Solved – Bayesian posterior: is multiplying likelihood by prior (rather than simulation) an acceptable approach

bayesian

Ken Rice has a helpful introductory set of slides available online called 'Bayesian Statistics (a very brief introduction)'.

http://faculty.washington.edu/kenrice/BayesIntroClassEpi515kmr2016.pdf

On slide 23 he gives this formulation, which comes directly from Bayes theorem:

Posterior ∝ Likelihood × Prior

However, within a section on 'when priors don't matter (much)', on slide 33 he describes a method whereby you multiply the likelihood function by the prior to get the posterior. But he describes this as "semi-Bayesian". (On slide 35, I think he's referring to the same thing when he mentions an "approximate Bayes" approach, and describing "full Bayes" as better.)

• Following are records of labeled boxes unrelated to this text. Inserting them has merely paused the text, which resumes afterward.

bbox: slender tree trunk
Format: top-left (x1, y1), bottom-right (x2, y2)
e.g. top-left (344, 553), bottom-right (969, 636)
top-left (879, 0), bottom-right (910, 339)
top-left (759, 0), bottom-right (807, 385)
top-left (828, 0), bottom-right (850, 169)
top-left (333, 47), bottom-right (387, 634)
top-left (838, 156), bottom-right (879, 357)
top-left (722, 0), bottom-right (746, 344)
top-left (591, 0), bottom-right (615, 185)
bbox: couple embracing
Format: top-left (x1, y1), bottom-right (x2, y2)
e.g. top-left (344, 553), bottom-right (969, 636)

My question is: in what sense is taking a prior expressed as a functional form and multiplying it by a likelihood function only semi-Bayesian?

Is it just that the (normal) likelihood he presents is only an approximation to the real likelihood function? Or is it because the multiplication he presents is only approximate? Or is there something more fundamentally 'semi' about this type of Bayesianism?

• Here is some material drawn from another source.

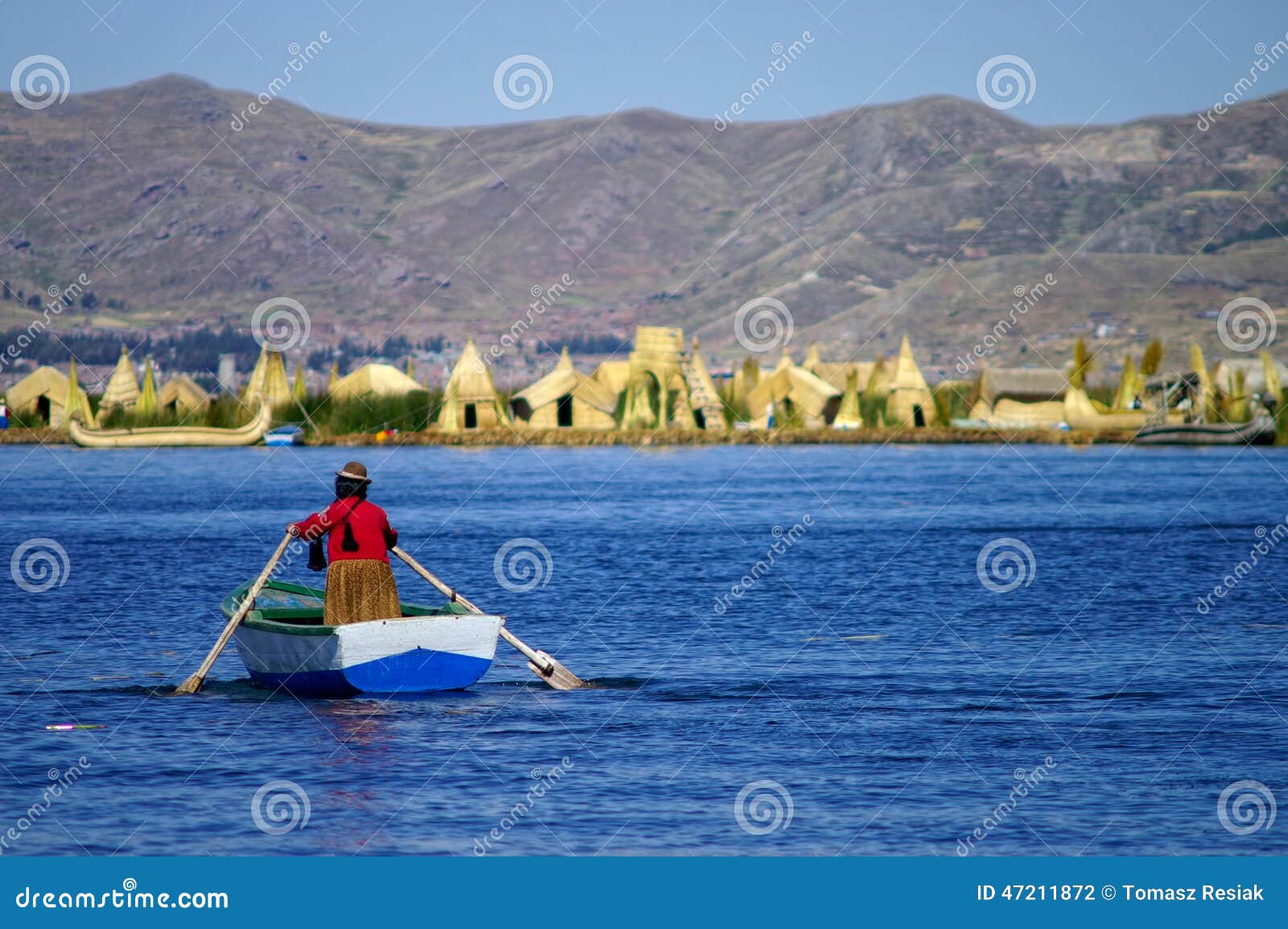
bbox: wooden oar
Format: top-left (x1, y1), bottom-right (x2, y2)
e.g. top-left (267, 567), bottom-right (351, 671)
top-left (391, 545), bottom-right (586, 691)
top-left (175, 532), bottom-right (295, 693)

More generally, the focus of texts on Bayesian inference seems to be on simulation (especially MCMC) approaches. Is this because it is 'wrong' to get your posterior distribution from multiplying a prior distribution by the likelihood function generated by some new data? Or is it because the analytical route is not often available to you?

Best Answer

Bayes theorem is

$$ \mathrm{posterior} \propto \mathrm{likelihood} \times \mathrm{prior} $$

so posterior is proportional to likelihood times prior. For it to be equal we need to multiply the right-hand side of the equation by a normalizing constant, so that it integrates to unity, what makes posterior a proper probability distribution.

Constant does not change anything about finding maximum of the function, since each possible output of the function is multiplied by the same constant, so if you are only interested in point estimate (maximum a posteriori estimate), then you can ignore the normalizing constant. However if you want to obtain proper posterior distribution, then it is needed and we often use MCMC to find it and solve the equation.

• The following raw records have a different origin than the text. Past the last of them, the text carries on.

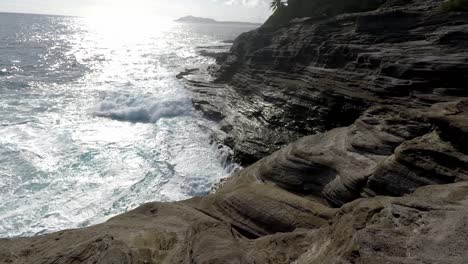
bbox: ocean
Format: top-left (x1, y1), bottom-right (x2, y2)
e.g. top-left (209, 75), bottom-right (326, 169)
top-left (0, 13), bottom-right (252, 237)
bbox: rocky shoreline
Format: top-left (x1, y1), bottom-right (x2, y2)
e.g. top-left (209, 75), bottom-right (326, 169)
top-left (0, 0), bottom-right (468, 263)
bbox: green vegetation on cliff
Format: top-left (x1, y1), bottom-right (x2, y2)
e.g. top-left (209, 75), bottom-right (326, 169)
top-left (266, 0), bottom-right (388, 25)
top-left (443, 0), bottom-right (468, 12)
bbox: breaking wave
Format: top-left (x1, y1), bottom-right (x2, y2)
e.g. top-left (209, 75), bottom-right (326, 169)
top-left (94, 98), bottom-right (192, 123)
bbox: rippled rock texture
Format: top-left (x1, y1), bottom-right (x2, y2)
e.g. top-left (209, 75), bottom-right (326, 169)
top-left (189, 0), bottom-right (468, 164)
top-left (0, 0), bottom-right (468, 264)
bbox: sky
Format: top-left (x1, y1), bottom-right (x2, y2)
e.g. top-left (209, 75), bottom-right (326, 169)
top-left (0, 0), bottom-right (271, 22)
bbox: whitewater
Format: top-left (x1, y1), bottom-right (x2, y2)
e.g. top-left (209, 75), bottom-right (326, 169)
top-left (0, 14), bottom-right (251, 237)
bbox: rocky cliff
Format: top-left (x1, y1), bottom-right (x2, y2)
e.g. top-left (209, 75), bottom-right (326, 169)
top-left (0, 0), bottom-right (468, 263)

See also the Why Normalizing Factor is Required in Bayes Theorem? thread.

Edit

But, as noticed by Xi'an, what the slides that you refer to actually say is that the author by "semi-Bayesian" approach means using normal distribution as likelihood function and normal priors:

Slides

This makes computation very easy since using conjugate priors, but it may not be the best approximation for all cases (recall that normal distribution is continuous, symmetric, and reaches from $-\infty$ to $\infty$ -- this is not true for many different kinds of data!).